两个函数都调用wake_lock_internal。
wake_lock_internal的主要操作:
static void wake_lock_internal(struct wake_lock *lock, long timeout, int has_timeout)
{
type = lock->flags & WAKE_LOCK_TYPE_MASK; // WAKE_LOCK_SUSPEND = 0
lock->flags |= WAKE_LOCK_ACTIVE;
list_del(&lock->link); //从inactive_locks链表中删除
if (has_timeout) {
lock->expires = jiffies + timeout;
lock->flags |= WAKE_LOCK_AUTO_EXPIRE;
list_add_tail(&lock->link, &active_wake_locks[type]);
}
else {
lock->expires = LONG_MAX;
lock->flags &= ~WAKE_LOCK_AUTO_EXPIRE;
list_add(&lock->link, &active_wake_locks[type]);
}
if (type == WAKE_LOCK_SUSPEND) { //如果类型为WAKE_LOCK_SUSPEND
current_event_num++;
if (has_timeout)
expire_in = has_wake_lock_locked(type);//检查活动的wake_locks链表
else
expire_in = -1;
if (expire_in > 0) {
mod_timer(&expire_timer, jiffies + expire_in);//超时时间没到期
} else {
del_timer(&expire_timer)//没有超时
if (expire_in == 0)//没有锁定的wakelock,则suspend_work压入工作队列
queue_work(suspend_work_queue, &suspend_work);
}
}
锁定wake_lock时,把该wake_lock从inactive_locks链表中删除,然后加入active_wake_locks[type]链表,其定义如下:
static struct list_head active_wake_locks[WAKE_LOCK_TYPE_COUNT];
enum {
WAKE_LOCK_SUSPEND, /* Prevent suspend */
WAKE_LOCK_IDLE, /* Prevent low power idle */
WAKE_LOCK_TYPE_COUNT
};
void wake_unlock(struct wake_lock *lock)
{
int type;
unsigned long irqflags;
spin_lock_irqsave(&list_lock, irqflags);
type = lock->flags & WAKE_LOCK_TYPE_MASK;
lock->flags &= ~(WAKE_LOCK_ACTIVE | WAKE_LOCK_AUTO_EXPIRE);
list_del(&lock->link);
list_add(&lock->link, &inactive_locks);
if (type == WAKE_LOCK_SUSPEND) {
long has_lock = has_wake_lock_locked(type);//检查活动的wake_locks链表
if (has_lock > 0) {
mod_timer(&expire_timer, jiffies + has_lock);
} else {
del_timer(&expire_timer)
if (has_lock == 0)
queue_work(suspend_work_queue, &suspend_work);
}
}
}
解锁一个wake_lock时,先设置其flag,然后把该wake_lock从活动的wake_locks链表中删除,加入非活动的wake_locks链表中。
上面两个函数同时都调到has_wake_lock_locked函数,来检查活动的wake_locks链表
static long has_wake_lock_locked(int type) {
long max_timeout = 0;
list_for_each_entry_safe(lock, n, &active_wake_locks[type], link) {
if (lock->flags & WAKE_LOCK_AUTO_EXPIRE) {
long timeout = lock->expires - jiffies;
if (timeout <= 0)
expire_wake_lock(lock);
else if (timeout > max_timeout)
max_timeout = timeout;
} else
return -1;
}
return max_timeout;
}
has_wake_lock_locked返回三类数值:
大于0,活动的wake_lock中没有硬锁定的wake_lock,有定时锁定的wake_lock,返回值为最大的超时时间与当前时间的差。

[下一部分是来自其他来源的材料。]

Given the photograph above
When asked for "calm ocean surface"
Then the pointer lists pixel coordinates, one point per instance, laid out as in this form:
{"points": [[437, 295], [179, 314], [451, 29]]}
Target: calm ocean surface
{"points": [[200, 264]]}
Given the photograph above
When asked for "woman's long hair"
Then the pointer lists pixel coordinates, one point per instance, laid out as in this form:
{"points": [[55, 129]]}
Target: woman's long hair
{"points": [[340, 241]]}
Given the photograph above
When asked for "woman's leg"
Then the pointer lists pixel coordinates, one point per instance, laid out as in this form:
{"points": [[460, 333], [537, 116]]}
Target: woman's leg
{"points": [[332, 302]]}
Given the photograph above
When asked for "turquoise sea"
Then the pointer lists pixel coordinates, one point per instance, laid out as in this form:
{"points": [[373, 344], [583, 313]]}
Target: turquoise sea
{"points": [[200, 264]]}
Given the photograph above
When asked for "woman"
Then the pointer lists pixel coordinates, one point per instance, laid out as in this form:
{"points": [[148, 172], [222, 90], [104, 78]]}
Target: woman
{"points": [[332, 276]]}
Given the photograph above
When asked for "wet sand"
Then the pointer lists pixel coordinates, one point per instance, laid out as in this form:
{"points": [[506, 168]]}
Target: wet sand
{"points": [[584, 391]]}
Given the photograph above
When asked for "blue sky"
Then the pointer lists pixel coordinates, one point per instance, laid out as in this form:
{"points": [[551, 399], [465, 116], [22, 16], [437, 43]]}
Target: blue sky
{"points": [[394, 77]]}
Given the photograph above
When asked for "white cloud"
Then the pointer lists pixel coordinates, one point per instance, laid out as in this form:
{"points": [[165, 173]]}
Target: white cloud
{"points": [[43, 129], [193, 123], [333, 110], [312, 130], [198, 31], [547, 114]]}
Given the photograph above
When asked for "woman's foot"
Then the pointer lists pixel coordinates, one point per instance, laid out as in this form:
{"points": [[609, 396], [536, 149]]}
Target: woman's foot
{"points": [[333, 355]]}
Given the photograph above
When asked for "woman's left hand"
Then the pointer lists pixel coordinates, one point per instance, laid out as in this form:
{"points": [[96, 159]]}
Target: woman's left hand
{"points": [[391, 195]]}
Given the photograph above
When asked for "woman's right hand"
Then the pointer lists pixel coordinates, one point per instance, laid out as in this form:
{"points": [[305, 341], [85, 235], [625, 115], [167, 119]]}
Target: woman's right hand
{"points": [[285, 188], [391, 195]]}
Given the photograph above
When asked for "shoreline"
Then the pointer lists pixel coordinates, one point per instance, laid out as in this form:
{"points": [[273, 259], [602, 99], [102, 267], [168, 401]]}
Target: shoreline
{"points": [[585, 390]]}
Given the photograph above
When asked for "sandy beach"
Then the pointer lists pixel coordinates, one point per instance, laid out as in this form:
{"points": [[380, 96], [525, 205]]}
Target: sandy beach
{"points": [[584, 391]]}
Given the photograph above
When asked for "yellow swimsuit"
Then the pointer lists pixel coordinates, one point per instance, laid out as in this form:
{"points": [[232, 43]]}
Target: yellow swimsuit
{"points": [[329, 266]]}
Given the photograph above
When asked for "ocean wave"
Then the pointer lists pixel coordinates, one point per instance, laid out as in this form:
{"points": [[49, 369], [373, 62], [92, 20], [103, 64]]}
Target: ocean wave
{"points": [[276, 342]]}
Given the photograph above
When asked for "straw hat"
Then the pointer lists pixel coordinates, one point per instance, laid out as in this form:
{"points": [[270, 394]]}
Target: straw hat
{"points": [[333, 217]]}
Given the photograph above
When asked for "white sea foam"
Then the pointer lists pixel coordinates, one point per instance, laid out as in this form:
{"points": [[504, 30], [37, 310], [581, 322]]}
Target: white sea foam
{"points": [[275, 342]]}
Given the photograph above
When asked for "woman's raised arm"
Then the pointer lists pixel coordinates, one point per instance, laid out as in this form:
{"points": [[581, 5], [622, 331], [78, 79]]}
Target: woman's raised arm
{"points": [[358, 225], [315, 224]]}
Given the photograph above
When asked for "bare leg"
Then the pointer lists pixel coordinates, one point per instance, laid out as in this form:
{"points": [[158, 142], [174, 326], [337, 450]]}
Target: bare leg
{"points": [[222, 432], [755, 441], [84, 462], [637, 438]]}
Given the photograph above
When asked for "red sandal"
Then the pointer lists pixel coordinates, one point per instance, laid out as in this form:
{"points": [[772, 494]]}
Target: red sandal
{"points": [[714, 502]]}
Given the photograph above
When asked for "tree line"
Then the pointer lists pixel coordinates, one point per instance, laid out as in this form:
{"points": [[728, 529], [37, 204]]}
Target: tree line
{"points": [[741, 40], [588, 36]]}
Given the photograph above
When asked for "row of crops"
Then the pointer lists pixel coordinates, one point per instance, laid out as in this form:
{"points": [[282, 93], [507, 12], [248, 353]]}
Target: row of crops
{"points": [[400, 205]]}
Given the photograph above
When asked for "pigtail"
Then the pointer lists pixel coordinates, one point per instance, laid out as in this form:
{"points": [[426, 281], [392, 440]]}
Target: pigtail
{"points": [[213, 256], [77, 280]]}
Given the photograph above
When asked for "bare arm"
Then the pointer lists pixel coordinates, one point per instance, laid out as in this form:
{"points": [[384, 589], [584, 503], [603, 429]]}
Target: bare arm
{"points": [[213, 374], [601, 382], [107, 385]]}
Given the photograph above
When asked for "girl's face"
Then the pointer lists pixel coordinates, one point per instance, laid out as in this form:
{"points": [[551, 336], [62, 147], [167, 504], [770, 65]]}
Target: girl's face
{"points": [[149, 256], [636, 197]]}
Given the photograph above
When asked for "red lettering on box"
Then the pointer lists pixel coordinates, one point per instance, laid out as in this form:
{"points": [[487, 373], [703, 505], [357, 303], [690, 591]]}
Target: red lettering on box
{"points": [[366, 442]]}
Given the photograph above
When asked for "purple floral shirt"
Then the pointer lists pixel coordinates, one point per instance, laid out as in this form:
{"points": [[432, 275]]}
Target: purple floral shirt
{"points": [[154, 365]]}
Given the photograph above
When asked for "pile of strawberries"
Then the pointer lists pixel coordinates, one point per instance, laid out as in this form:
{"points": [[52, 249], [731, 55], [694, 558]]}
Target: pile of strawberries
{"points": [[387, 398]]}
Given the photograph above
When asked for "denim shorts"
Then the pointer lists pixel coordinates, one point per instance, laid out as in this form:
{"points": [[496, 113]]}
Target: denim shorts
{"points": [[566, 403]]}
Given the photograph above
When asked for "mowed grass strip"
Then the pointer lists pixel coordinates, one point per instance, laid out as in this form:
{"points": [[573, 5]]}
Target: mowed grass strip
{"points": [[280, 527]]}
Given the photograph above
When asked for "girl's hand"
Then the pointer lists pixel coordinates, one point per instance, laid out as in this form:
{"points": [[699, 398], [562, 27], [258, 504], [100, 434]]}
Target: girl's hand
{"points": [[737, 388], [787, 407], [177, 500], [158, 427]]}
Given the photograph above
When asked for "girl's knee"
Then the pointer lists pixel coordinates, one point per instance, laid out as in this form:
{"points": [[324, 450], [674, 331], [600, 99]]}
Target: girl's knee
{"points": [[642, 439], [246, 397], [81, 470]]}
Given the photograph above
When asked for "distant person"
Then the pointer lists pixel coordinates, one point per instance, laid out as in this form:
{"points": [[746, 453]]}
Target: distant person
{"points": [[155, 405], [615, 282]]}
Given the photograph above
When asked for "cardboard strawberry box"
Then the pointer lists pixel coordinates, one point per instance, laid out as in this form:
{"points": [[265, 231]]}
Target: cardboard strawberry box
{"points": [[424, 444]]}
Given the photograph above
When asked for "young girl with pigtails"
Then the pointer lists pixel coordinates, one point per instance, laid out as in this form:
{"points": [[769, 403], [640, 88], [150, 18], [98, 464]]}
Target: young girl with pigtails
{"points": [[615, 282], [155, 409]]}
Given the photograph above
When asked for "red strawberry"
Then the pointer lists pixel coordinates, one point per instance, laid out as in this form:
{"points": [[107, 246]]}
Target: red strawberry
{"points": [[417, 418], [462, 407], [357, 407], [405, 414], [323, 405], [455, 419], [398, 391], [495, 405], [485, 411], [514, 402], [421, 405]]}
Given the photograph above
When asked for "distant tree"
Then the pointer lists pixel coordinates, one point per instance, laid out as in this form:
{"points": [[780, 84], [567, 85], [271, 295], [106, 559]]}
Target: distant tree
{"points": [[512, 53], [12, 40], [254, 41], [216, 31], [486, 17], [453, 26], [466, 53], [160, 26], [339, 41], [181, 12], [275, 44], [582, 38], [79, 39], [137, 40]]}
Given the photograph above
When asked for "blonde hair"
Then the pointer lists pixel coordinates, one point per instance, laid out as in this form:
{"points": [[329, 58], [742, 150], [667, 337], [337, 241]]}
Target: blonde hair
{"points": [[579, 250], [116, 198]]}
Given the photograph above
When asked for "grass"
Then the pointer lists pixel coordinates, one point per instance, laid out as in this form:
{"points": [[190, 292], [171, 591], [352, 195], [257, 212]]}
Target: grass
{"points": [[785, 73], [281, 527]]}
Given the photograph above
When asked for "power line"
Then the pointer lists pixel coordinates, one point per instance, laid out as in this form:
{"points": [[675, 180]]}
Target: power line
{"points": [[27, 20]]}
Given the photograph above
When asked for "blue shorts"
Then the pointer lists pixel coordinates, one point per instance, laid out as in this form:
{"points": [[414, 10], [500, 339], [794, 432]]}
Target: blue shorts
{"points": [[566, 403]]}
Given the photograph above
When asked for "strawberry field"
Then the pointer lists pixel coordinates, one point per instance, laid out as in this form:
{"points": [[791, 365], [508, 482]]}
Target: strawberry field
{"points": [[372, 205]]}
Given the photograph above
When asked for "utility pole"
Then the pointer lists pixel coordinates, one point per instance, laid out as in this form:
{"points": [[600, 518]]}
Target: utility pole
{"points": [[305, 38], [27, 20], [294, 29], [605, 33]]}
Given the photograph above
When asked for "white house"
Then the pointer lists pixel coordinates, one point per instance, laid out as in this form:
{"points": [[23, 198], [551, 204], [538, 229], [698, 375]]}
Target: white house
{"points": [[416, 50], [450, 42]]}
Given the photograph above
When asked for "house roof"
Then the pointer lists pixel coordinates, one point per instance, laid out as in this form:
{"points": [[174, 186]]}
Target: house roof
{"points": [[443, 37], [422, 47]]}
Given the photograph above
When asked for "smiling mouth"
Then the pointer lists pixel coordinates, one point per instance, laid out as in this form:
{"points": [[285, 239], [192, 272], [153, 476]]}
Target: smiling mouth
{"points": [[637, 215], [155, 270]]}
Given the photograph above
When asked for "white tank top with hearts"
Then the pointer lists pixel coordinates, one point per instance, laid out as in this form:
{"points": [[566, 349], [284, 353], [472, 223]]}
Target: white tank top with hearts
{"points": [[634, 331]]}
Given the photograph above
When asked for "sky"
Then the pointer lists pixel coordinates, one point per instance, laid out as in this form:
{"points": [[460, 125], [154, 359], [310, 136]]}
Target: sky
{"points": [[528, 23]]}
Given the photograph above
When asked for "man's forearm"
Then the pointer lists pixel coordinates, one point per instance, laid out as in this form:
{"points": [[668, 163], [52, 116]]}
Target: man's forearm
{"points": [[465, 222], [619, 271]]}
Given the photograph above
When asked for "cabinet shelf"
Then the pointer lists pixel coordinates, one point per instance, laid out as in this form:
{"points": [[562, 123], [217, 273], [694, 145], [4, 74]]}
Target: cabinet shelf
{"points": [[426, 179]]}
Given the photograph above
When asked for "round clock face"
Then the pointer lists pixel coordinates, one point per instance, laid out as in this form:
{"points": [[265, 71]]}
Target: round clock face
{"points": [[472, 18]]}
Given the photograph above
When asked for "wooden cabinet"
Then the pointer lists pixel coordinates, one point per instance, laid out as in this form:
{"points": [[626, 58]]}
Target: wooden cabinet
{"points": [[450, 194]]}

这时会启动定时器expire_timer,该定时器超时后执行函数expire_wake_locks,这时会再次检查是否有活动的wake_lock,如果没有了,则把suspend_work压入工作队列。
等于0,活动的wake_lock中没有硬锁定的wake_lock,定时锁定的wake_lock都已超时,解除了锁定(expire_wake_lock)。此时已没有任何锁定的wake_lock,可以执行休眠的操作了,把suspend_work压入工作队列。
小于0,-1,活动的wake_lock中有硬锁定的wake_lock。此时只能等待调用wake_unlock解除对应wake_lock的锁定。
static DECLARE_WORK(suspend_work, suspend);//所有的wakelock都解锁后,执行该函数
static DEFINE_TIMER(expire_timer, expire_wake_locks, 0, 0); //超时后,执行该函数
static void expire_wake_locks(unsigned long data)
{
long has_lock;
has_lock = has_wake_lock_locked(WAKE_LOCK_SUSPEND);//检查有没有锁定?
if (has_lock == 0)
queue_work(suspend_work_queue, &suspend_work);
}
无论通过哪种途径,只要最后检测到没有锁定的wake_lock,则把suspend对应的work放入工作队列suspend_work_queue。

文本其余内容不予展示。